Underlying the judge's order appears to be the possibility that the parties are using paid shills to advocate their positions in public. Whether or not that is the case, I'm troubled to see a court opening the door to judicial oversight of speech about litigation. Litigants do not give up their right to speak by filing a lawsuit, except to the extent that speech could undermine the integrity of the proceeding (by influencing a jury, for instance, or by violating a court's protective order). Where judicial integrity concerns are absent, the justification for investigating speech about litigation is unclear to me. Litigation often involves important issues of public policy, and the litigants themselves may be in the best position to inform the public about those issues. So a judicial order that chills a party's out-of-court advocacy by forcing it to disclose how it goes about advocating its position, including its associations for that purpose, would have a dangerous potential to limit public debate.

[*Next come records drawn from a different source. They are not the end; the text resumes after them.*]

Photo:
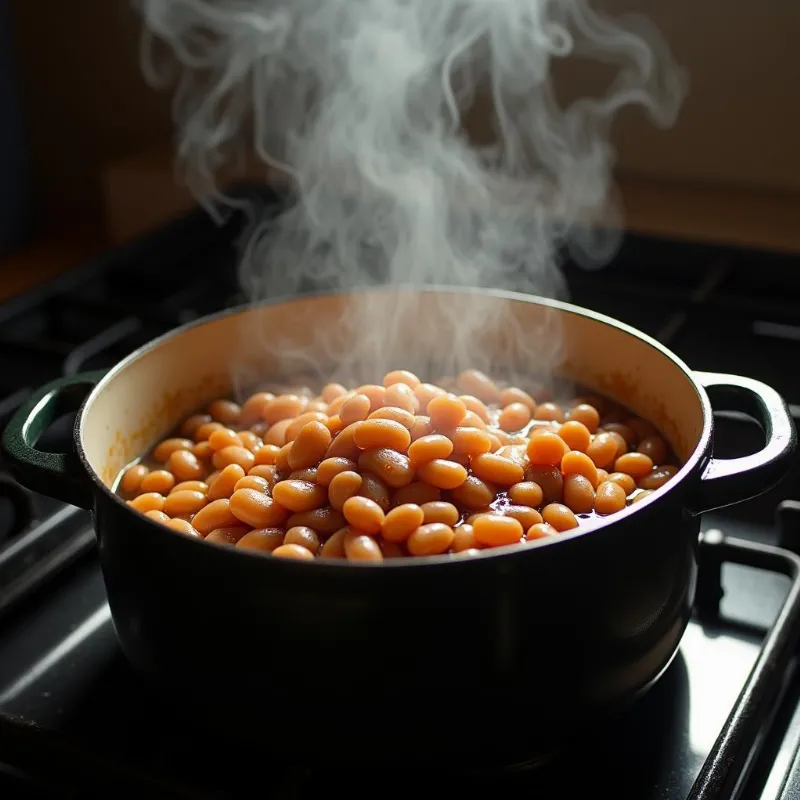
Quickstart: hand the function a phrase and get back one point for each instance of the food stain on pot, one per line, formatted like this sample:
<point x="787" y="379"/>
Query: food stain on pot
<point x="154" y="422"/>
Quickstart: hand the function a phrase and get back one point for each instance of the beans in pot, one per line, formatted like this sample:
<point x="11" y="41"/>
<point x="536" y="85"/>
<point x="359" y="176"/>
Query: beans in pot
<point x="400" y="468"/>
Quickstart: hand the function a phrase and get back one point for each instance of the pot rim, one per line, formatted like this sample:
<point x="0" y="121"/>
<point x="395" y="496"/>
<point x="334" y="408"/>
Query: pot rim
<point x="507" y="551"/>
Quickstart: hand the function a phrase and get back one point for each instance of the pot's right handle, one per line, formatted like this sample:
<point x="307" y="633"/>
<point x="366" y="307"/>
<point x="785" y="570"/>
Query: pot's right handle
<point x="58" y="475"/>
<point x="726" y="481"/>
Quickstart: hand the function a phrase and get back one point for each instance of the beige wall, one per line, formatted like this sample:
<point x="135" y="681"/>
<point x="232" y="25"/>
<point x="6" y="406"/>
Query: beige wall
<point x="87" y="104"/>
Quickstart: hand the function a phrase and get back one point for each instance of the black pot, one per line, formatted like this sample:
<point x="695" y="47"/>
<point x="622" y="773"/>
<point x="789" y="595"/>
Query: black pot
<point x="409" y="658"/>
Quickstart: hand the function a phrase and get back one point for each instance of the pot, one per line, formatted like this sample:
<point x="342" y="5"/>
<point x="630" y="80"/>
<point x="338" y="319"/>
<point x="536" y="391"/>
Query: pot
<point x="408" y="658"/>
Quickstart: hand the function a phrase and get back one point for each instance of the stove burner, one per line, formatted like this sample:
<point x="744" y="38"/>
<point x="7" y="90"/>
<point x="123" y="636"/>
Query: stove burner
<point x="725" y="714"/>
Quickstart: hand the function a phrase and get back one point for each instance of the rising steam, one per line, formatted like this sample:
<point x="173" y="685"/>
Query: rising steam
<point x="361" y="102"/>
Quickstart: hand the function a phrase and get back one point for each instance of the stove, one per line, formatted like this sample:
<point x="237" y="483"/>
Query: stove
<point x="724" y="720"/>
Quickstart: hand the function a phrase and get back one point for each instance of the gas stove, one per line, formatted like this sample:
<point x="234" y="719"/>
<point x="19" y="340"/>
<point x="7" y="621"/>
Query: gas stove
<point x="724" y="720"/>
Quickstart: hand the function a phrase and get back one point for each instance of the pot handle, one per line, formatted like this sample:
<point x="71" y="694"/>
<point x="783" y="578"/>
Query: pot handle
<point x="58" y="475"/>
<point x="726" y="481"/>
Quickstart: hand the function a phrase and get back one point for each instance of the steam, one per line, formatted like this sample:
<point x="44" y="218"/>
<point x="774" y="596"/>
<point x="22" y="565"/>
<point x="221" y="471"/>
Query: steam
<point x="361" y="104"/>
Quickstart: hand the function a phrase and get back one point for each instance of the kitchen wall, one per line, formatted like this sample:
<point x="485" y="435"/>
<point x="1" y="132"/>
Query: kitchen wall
<point x="87" y="104"/>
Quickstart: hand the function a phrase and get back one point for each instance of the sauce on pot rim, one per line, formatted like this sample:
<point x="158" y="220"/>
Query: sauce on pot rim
<point x="400" y="469"/>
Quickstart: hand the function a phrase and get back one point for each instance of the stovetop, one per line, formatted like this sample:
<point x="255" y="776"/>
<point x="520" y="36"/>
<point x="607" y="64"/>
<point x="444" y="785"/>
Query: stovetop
<point x="75" y="722"/>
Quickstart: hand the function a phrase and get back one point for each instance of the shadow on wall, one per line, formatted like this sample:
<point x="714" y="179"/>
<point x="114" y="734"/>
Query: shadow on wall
<point x="86" y="103"/>
<point x="15" y="179"/>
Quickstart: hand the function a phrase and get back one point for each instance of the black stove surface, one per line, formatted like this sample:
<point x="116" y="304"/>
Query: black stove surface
<point x="75" y="722"/>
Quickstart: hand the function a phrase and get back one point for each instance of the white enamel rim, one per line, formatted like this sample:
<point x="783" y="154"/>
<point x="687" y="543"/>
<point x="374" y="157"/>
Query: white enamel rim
<point x="600" y="527"/>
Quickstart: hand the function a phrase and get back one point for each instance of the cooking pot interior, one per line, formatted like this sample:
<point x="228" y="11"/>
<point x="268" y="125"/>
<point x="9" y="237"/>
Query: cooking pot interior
<point x="143" y="399"/>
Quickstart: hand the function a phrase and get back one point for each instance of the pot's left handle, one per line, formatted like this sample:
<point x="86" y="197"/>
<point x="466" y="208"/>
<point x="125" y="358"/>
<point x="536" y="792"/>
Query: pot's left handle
<point x="726" y="481"/>
<point x="58" y="475"/>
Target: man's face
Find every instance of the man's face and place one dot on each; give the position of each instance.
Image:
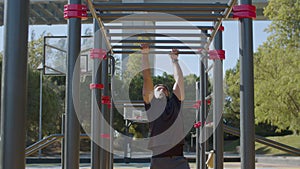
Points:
(160, 92)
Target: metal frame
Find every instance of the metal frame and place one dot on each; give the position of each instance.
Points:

If the problem the court perceives is that the marketplace of ideas contains speakers who have ulterior motives, then this is a classic case in which the remedy for speech is more speech -- either good muckraking journalism on the subject of paid shills, or a public debate over how much background information listeners should expect a speaker to disclose before listeners decide to take that speaker seriously. Absent some concern for the integrity of a judicial proceedings, it does not seem like a job for a court to police public speech related to the litigation before it.